High performance liquid chromatography- mass spectrometry (HPLC-MS) analysis
HPLC-MS analysis of the most active actinobacterial extracts was performed on the Agilent 6120 Quadrupole MSD mass spectrometer (Agilent Technologies, Santa Clara, CA, USA) equipped with an Agilent 1200 Series Quaternary LC system and an Eclipse XDB-C18 column (150 × 4.6 mm, 5 μm; solvent A: H2O/0.1% formic acid, solvent B: CH3CN/0.1% formic acid; flow rate: 0.4 ml min− 1; 0–4 min, 10% B; 4–22 min, 10–100% B; 22–27 min, 100% B; 27–29 min, 100–10% B; 29–35 min, 10% B). The molecular masses on each of the ion peak were calculated in all the extracts and the data was analysed by comparison with the already reported Streptomyces compounds in the AntiBase .
Taxonomic characteristics of the selected Actinobacterial strains
A total of 110 actinobacterial strains were recovered from the desert soil and sand samples. Most of the strains produced hard, embedded and rough textured colonies with different sizes and regular or irregular margins. A variety of colors of aerial mycelia were observed in different strains including white, yellowish white, yellow, purple, orange and pink etc, similarly the substrate mycelia displayed the colors including white, yellowish, brown, light pink, purple and orange etc (Table 1, Additional file 3: Table S2, Additional file 4: Figure S1. The diffused pigments were observed only in 3 strains including, AFD1 (brown), AFD15 (light brown) and in AFD26 (dark yellow) (Table 1, Additional file 3: Table S2, Additional file 4; Figure S1).
In case of the testing of different sugars as sole source of carbon, the glucose and mannose were utilized by all of the strains except the strain, AFD23. Similarly fructose was used as carbon source by most of the strains, except four strains including AFD6, AFD14, AFD20 and AFD26 (Table 2). Sixteen of the strains exhibited the tyrosinase activity and production of melanin. Most of the strains showed hydrolysis of urea and esculin, utilization of organic acids and oxalate etc. Similarly most of the strains were found positive in case of organic acid formation and lecithovitellin reaction (Table 2, Additional file 3: Table S2).
In scanning electron microscopy using VEGA3 (TESCAN), different magnifications (5.0 kx, 10.0 kx, 20.0 kx, 25.0 kx, 40.0 kx, and 50.0 kx) revealed ultra-fine structure of the cells and arrangements of spores of actinobacterial strains, the best results were obtained by using 40.0 kx magnification (Fig. 2). As it can be seen in Fig. 2, the arrangement of spores in the form of chains is clear for all the isolates. In case of the strain AFD1, best results were obtained at higher magnification i.e. 25 kx. The spores are grouped in the form of chains with lateral depressions (Fig. 2a and b).
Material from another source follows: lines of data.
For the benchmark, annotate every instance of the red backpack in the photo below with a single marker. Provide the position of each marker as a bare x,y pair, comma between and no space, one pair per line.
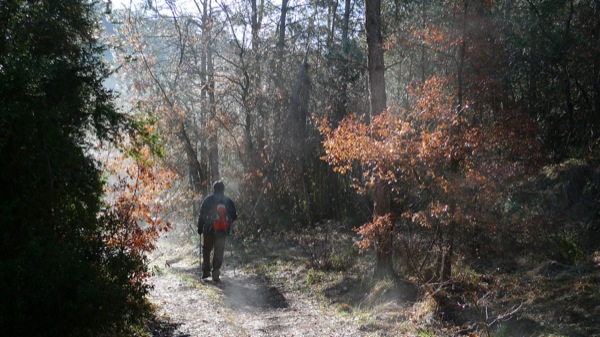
221,222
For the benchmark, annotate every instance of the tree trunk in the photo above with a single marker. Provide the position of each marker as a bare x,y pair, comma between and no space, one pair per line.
377,95
378,103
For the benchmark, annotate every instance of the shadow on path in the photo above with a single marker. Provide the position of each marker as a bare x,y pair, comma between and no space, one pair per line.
242,290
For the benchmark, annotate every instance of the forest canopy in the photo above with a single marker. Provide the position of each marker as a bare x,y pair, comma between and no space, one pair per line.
434,131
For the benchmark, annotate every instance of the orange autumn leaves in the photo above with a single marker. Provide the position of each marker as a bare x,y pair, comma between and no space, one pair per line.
431,152
136,190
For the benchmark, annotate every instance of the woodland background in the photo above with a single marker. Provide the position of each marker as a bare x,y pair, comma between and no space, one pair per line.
442,135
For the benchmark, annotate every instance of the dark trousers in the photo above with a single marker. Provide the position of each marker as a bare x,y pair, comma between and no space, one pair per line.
210,243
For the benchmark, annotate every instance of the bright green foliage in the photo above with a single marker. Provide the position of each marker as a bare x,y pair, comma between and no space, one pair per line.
57,276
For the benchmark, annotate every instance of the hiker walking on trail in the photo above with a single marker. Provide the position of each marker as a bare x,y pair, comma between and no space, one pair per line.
217,213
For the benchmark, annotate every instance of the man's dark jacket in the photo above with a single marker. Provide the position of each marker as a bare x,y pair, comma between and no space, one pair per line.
208,210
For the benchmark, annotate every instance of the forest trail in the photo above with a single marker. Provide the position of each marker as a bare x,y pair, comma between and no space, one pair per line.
241,305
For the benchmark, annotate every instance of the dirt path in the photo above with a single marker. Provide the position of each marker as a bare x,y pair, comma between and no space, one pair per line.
241,305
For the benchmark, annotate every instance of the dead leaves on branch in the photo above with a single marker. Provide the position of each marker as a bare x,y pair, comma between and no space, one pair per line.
439,155
135,191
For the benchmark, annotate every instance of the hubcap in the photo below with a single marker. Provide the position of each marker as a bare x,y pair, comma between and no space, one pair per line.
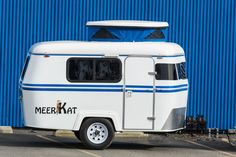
97,133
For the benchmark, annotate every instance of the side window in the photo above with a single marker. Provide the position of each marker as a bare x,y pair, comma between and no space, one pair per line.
94,70
157,34
165,72
108,69
181,70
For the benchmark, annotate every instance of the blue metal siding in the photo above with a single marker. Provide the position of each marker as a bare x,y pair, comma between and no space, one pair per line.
206,29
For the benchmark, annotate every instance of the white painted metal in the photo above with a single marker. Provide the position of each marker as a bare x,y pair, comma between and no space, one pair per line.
138,106
45,71
128,23
108,48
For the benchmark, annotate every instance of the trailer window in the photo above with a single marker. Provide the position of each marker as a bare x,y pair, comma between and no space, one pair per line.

In case of the strain AFD7 the spores can be seen entangled with each other to form the aerial mycelium on the agar surface. At higher magnification of the SEM (25 kx) the typical arrangement of the spores i.e. Retinaculiaperti  of this strain is clear (Fig. 2c and d). Some of the strains have unique pattern of spores arrangement as in case of strain AFD8 (Fig. 2e), showing a sheath of cells while in the Fig. 2f the spores are emerging from the cells like spines. Another unique arrangement was shown by the strain AFD16 (Fig. 2g, h) in which the spores are entangled to form an interlocking pattern. In case of the strain AFD19 long and mature spores can be seen as 10–50 spores per spore chain (Fig. 2i, j). In some strains, spiny surfaced spores can be seen with central depressions like in the case of strain AFD26 (Fig. 2k, l). The morphological (colony characteristics), microscopic (SEM), biochemical and physiological characteristics suggested that most of the isolated strains are the members of genus Streptomyces on comparison of the features with those of reported in the literature [29, 30].
The 16S rRNA gene sequences and BLAST analysis at EzBioCloud database  of the 29 representative strains showed %similarity with different actinobacterial type strains. In 25 of the cases %similarity in the range of 99 to 100% was observed with different species of the genus Streptomyces (Table 3). However 4 strains exhibited %similarity between 98 to 99%, such as strain AFD6 exhibited 98.68% similarity with the type strain Streptomyces fradiae (MIFZ01000280), the strains AFD23 and AFD26 exhibited 98.27 and 98.94% respectively, the %similarity with the type strain Streptomyces albaduncus (AY999757), the strain AFD29 showed 98.97% similarity with type strain Streptomyces europaeiscabiei (NR042790). While 1 strain AFD13 exhibited 97.02% similarity with the type strain Streptomyces roseofulvus (AB184327) (Table 3). Two of the strains exhibited %similarity with the type strains of genera other than Streptomyces, including the strain AFD18 showed 99.65% similarity with the type strain Saccharothrix xinjiangensis (AB381939), while the strain AFD22 showed 99.89% similarity with the type strain Arthrobacter ANPE_s (ANPE02000028) (Table 3).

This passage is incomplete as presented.